The choroid plexus of the lateral ventricles (lamina chorioidea epithelialis) ([Fig. 148], e).—The line of junction of the roof of the third ventricle (i.e., the choroid plexus of the third ventricle) and the cerebral hemispheres is along the lateral (or cranial) border of the thalamus ([Fig. 141], t). Along this line ([Fig. 141], 1) the brain-wall remains very thin and becomes closely associated with the pia mater, so that on the removal of the pia there is left the “transverse fissure” which leads into the lateral ventricle. In an early stage, before the cerebrum has grown far caudad, the fissure is exposed in dorsal view, but after the hemispheres have covered the thalami the fissure appears to be in the lower face of the hemisphere. Through this fissure the pia mater extends upward into the lateral ventricles as a fold separated from the ventricle by the thin brain-wall. This fold is vascular and is known as the choroid plexus of the lateral ventricle ([Fig. 148], e). It is a fringe-like fold lying on the fimbria and extending from the foramen of Monroe (at h) nearly to the end of the inferior horn of the lateral ventricle.

The lateral ventricles are the extensions into the hemispheres of the originally unpaired cavity of the forebrain. Each consists of a portion parallel to the basis cranii and lying at the side of the septum pellucidum between the corpus callosum dorsad and the corpus striatum, hippocampus, and fornix ventrad, and of two horns, an anterior and an inferior horn. The inferior horn ([Fig. 152], c) is a narrow cleft, crescent-shaped in cross-section, which follows the dorsal surface of the hippocampus ([Fig. 148], d; [Fig. 152], d) along the temporal lobe to its end almost against the tuber cinereum. It thus passes first caudad and then ventrad and finally mediad. The choroid plexus and hippocampus project into it from its floor. The anterior horn extends ventrad and then slightly caudad in the frontal lobe, following the corpus striatum ([Fig. 148], f), on which it lies.

The interventricular foramen (or foramen of Monroe).—If the choroid plexus of the lateral ventricle ([Fig. 148], e) is followed to its medial end, it is found to pass through a foramen (at h) in which it becomes continuous with the opposite plexus or roof of the third ventricle. This foramen leads from one lateral ventricle to the other and is connected ventrally by a median opening with the third ventricle. It is thus Y-shaped or T-shaped and is the interventricular foramen (or foramen of Monroe). The foramen lies opposite the middle of the corpus striatum and caudad of the pillars of the fornix.

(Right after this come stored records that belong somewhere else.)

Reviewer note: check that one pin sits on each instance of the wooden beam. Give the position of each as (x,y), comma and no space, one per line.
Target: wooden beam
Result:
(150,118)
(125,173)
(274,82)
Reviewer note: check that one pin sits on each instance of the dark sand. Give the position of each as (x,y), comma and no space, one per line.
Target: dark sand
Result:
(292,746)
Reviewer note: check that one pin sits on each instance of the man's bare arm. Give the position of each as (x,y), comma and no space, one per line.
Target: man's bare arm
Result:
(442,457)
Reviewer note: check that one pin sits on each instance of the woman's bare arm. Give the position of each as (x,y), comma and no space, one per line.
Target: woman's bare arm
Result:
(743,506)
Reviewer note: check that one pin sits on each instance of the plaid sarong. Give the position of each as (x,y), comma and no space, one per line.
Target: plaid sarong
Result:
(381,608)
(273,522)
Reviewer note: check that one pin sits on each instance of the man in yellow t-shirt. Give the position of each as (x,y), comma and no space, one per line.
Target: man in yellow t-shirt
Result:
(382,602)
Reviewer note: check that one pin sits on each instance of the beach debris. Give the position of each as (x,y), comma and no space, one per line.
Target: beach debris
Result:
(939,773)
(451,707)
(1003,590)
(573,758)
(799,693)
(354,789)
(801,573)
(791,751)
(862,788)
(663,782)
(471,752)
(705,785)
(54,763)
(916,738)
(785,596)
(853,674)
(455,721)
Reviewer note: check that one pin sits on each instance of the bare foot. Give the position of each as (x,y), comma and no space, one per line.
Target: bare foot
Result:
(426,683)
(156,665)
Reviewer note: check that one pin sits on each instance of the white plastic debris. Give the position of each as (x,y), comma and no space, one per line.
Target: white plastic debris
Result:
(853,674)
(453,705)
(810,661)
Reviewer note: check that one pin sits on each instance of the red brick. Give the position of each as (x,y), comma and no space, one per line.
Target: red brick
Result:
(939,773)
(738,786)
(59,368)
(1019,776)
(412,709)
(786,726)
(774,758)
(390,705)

Membranes of the Brain.—The membranes of the brain are the dura mater, the arachnoid, and the pia mater.

The dura mater is a strong fibrous membrane lining the cranial cavity and covering the brain. It is strongly attached to the projections of the base of the skull and to the tentorium. It dips between the cerebral hemispheres and olfactory bulbs, forming the falx cerebri. It likewise dips between the cerebrum and the cerebellum, covering both surfaces of the bony tentorium. The dura mater does not pass into the fissures or sulci of the surface of the brain. It becomes continuous with the sheath of the cranial nerves as they leave the skull. It is continuous with the dura mater of the spinal cord.

The arachnoid and pia mater are essentially similar to the same structures on the spinal cord. The pia mater dips into the fissures and sulci of the brain.